Ben-Ami’s judgments are numerous, but two of his conclusions are worth special note. First, the history of peacemaking and withdrawal on the Israeli side is really a record of the conversion of hawks, not a consequence of the preaching of doves. The list of examples is compelling: Begin, Dayan, Rabin, Sharon and now Ehud Olmert. Second, Ben-Ami rightly asserts that it has taken years for Arabs and Israelis to begin to realize the limits of their ability to impose their will on one another. The evidence of this is now clear: The idea of Greater Israel is dead for all practical purposes, and so is the idea that the Palestinians can use armed struggle to end Israel’s occupation or force a comprehensive solution on issues such as Jerusalem, borders and refugees. Palestinians may rejoice in the fact that Greater Israel is dead, but they surely do not take heart in the sobering reality that death might also have come for the idea of a conflict-ending agreement that satisfies all their national aspirations.
What is most noteworthy about Ben-Ami’s synthesis, however, is his critique of the Israeli approach toward peacemaking these many years. He has taken Abba Eban’s famous quip about Palestinians never missing an opportunity to miss an opportunity and applied it to Israelis. According to Ben-Ami, peace breakthroughs were largely initiated by the Arabs, not by the Israelis, and the Israelis responded only after external pressure or a major setback.
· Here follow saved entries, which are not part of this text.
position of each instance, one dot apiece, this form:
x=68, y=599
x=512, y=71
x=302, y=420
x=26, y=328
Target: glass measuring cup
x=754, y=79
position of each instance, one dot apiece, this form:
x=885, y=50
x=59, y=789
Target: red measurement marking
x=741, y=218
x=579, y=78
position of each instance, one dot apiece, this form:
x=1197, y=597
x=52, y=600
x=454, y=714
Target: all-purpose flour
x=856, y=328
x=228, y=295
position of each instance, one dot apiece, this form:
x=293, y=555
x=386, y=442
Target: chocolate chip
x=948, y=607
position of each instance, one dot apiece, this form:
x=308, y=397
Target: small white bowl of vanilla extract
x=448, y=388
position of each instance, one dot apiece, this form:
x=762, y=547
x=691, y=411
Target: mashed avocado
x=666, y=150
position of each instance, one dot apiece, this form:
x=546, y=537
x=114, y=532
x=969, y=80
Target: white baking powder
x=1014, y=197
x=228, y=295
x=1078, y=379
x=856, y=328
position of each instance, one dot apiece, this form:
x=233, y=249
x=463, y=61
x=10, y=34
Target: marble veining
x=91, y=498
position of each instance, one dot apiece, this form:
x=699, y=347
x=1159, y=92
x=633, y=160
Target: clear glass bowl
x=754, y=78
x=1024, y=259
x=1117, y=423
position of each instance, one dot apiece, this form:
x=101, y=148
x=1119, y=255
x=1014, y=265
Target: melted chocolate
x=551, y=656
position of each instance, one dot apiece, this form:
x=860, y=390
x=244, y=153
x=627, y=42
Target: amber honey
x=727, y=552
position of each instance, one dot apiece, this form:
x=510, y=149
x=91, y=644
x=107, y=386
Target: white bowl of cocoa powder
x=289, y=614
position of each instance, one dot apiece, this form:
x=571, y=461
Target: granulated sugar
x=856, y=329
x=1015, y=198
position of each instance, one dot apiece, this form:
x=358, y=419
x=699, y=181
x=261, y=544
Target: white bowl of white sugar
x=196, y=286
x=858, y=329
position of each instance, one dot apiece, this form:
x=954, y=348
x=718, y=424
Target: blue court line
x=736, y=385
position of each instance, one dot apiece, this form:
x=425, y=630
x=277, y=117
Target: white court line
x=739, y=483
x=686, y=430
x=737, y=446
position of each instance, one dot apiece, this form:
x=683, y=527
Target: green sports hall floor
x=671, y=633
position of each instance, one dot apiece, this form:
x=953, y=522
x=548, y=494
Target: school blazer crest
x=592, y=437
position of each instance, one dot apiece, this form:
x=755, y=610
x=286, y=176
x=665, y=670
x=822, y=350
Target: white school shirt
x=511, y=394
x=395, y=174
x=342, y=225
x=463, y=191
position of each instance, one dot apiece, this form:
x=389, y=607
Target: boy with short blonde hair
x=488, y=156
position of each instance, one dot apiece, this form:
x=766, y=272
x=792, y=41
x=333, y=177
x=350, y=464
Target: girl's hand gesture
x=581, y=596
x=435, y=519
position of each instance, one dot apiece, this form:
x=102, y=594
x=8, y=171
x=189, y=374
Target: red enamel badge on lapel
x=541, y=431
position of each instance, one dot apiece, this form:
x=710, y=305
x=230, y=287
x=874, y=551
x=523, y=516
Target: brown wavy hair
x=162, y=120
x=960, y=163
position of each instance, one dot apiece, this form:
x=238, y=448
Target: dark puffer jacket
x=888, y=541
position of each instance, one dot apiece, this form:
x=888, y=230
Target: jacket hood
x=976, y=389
He also suggests that the Israelis bear a measure of responsibility for their own predicament. For example, he writes that Ben-Gurion cultivated the perception of Israel as an embattled ghetto and laid the psychological conditions for the 1967 war. Similarly, in the period between 1970 and 1973 Israeli leaders rejected Sadat’s peace initiatives, one after another; in doing so, they brought on the October 1973 War, which could have been prevented had they read Sadat’s intentions correctly.
Some of this is a bit much. Leaders need to be judged by the circumstances and options available to them at the time, not to mention the behavior of their adversaries. Nothing should be clearer than this: Until the October 1973 War, neither Arabs nor Israelis felt the urgency, summoned the will, developed the capability, or bore any intention to do serious peacemaking.
Shlomo Ben-Ami is nonetheless a man of honesty and integrity—something I know from my dealings with him in negotiations during the 1999-2001 period. I suspect that some of Ben-Ami’s misreading of Israel’s options flows from the fact that he feels twice betrayed: once by the Palestinian leaders whose shortsightedness, in his view, caused the failure of the Camp David Summit in July 2000; but perhaps now, as he reflects back, betrayed also by his recognition that his own leaders may have missed some real opportunities as well.